The impact of all this is a major spike in the importance and complexity of corporate networks. As recently as five years ago, telecom managers worried primarily about keeping the long lines of their enterprises up and running — meaning the fat pipes connecting large and midsize offices to the corporate WAN. Increasingly, though, the action’s around the edges: If a remote link fails, a company’s business-critical activity comes to a screeching halt.
What should IT executives do to address these revised requirements? Here are a handful of best practices:
* Assess managed services. Many carriers — including Megapath, Masergy, Fiberlink and others — offer managed services targeted at remote and distributed environments.
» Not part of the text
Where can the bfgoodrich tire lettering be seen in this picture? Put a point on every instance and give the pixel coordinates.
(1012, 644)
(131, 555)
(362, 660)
* Require carriers to provide CPE-to-CPE service-level agreements (SLA). Traditionally, carriers have been reluctant to provide premises-to-premises SLAs, on the theory that they don’t control the last mile. With consolidation, however, that assumption no longer holds (AT&T now includes both BellSouth and SBC). Ask for end-to-end SLAs.
* Look into centrally managed, all-in-one branch-office devices. Juniper, Cisco, Adtran and others make easy-to-use, multifunctional branch devices.
* Focus on enabling remote/mobile access. In a surprising number of cases, companies neglect remote/mobile access, or treat it as an “exception”. Big mistake: remote and mobile access can consume 40 percent or more of a total telecom budget. And even more importantly, vendors are increasingly offering multimode devices that transition seamlessly between enterprise VOIP — which means it’s important to consider mobile services in light of future VOIP and unified communications strategies.
* Invest in centralized management, particularly for convergence. Managing remote devices (not to mention disgruntled, disconnected users) takes the right tools. If you’re deploying VOIP to branches, consider products from vendors such as Fluke, Integrated Research, CA and others that enable effective management of remote, converged devices.
The bottom line: Smart IT executives will prioritize developing road maps and architectures that consider the shift towards virtualized workplaces.